Being on the internet has to be faster than telling reporters that they have to wait three days to talk to the designated PIO about a homicide (which we hear far more often than one would expect). And posting a single statement online isn’t sufficient. It’s a good place to start so we know what kind of story we’re dealing with, but we need to be able to follow up. We need to be able to ask questions to clarify statements and probe for more detail. You don’t have to answer all of the questions, but we need to be able to ask them.

We don’t want to ever have to attribute information to an agency’s website or Twitter feed. We use these as planning tools. Then we want to confirm the information with a real person in the department to make sure we got it right.

And the police can use these social media platforms to their advantage. The LAPD used Twitter to seek information in a hit and run of a valet at a restaurant, for instance. They later arrested an elderly man in the case, although it’s not clear if the tip that led to his arrest came from a Twitter user.

The NJ State Police has used Twitter to dispel rumors and bad information from scanner reports about a plane crash in South Jersey or SEALs training in the Delaware River. They’ve also used it to get out initial information on fatal accidents and crimes before being bombarded by reporters.

3) The internet is just a tool. If your department or PIO refuses to share public information with the public, then there’s no point in being online. You have to have information that people want for it to be worthwhile. Posting about park closures or issues of minor significance are not good enough. Users on social media, particularly Twitter and Facebook are voracious news consumers. They want substance and lots of it. If you’re not answering phone calls from reporters who need information, there’s no reason you’d do it online.

The benefit of encouraging an air of transparency in your department however is that it can help demystify the process of police work and humanize law enforcement officers.

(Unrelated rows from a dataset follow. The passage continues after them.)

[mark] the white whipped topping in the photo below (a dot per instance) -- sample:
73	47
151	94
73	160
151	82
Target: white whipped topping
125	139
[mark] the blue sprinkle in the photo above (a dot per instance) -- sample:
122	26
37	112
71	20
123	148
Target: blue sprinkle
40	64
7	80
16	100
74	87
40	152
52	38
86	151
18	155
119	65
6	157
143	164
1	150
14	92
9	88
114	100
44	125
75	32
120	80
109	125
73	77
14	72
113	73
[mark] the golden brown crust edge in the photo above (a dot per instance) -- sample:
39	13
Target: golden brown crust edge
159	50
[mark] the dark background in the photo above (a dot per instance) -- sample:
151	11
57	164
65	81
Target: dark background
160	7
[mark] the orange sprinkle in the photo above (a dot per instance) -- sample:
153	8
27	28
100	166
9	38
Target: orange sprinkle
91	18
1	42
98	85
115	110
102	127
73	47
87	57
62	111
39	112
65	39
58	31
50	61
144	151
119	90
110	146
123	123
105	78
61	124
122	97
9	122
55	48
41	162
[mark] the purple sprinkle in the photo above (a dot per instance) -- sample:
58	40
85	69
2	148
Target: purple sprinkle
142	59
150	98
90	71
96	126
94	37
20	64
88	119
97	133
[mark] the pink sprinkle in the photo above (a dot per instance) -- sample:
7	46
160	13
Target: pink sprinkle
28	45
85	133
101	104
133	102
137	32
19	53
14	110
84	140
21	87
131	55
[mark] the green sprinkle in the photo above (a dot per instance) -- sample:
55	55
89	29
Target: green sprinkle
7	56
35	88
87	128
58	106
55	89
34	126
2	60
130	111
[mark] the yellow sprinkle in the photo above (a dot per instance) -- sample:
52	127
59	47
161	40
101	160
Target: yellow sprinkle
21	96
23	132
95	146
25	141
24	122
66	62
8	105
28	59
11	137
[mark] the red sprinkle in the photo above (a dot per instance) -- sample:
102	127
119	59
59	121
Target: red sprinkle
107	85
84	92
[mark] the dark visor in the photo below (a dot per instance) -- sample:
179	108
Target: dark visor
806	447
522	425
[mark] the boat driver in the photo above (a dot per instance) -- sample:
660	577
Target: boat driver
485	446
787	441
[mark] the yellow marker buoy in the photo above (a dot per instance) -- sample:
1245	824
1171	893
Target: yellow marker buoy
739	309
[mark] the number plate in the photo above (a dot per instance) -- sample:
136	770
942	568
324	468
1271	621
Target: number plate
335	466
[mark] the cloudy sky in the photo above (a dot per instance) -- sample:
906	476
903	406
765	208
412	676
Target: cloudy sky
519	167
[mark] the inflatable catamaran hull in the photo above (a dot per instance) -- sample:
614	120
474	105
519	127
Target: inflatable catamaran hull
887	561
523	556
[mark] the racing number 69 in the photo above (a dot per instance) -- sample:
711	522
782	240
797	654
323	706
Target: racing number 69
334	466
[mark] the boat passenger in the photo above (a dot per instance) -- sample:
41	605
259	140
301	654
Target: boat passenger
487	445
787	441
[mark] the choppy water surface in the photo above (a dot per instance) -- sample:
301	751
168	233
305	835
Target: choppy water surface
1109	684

4) Facebook and Twitter can also be investigative tools. When we background a subject of a story, a crime or otherwise, these sites are among the first things we look at.

In several cases in New Jersey lately, it’s been a key component of criminal charges against young people. In the Tyler Clementi case, his former roommate is charged with trying to doctor his Twitter account to remove incriminating information. In the case of a group of Old Bridge teens accused of beating a man to death, they allegedly held extensive conversations on Facebook about the night in question and the beating.

And it helps us track people down, like the Hoboken woman who shot the amazing picture of the Space Shuttle from the window of her airplane. We found her on Facebook.

My talk went well, although it was a bit disconcerting to notice that one of my fellow panelists, Capt. Mike Parker of the Los Angeles County Sheriff’s Department, was looking up my resume on his laptop as I spoke. Even though I post all these things to the whole world on the internet, it’s easy to forget sometimes that anyone actually looks at it.

The rest of the day’s discussions offered a good opportunity to see some of these sources in a less-heated environment and learn from the other attendees and panelists (including Ted Gest of Criminal Justice Journalists and Nancy Kolb of the International Association of Chiefs of Police) about some of the resources we all have at our fingertips. I found out about The Crime Report, put together by Criminal Justice Journalists and The Center on Media, Crime and Justice. I also heard about IACP’s handy directory of police agencies with a presence on social media.

Probably the best reminder I heard all day though came from one of the other panelists, Capt. Jeff Paul, public information officer for the Morris County Prosecutor’s Office.  He bristled at receiving calls from reporters asking for information, in some cases demanding answers, without ever coming to introduce themselves to him.

Even with all of this magic from the interwebs to help us communicate faster and easier, there really is no replacement for building a personal relationship, face-to-face, with a police source, before you’re on deadline in the middle of a catastrophe.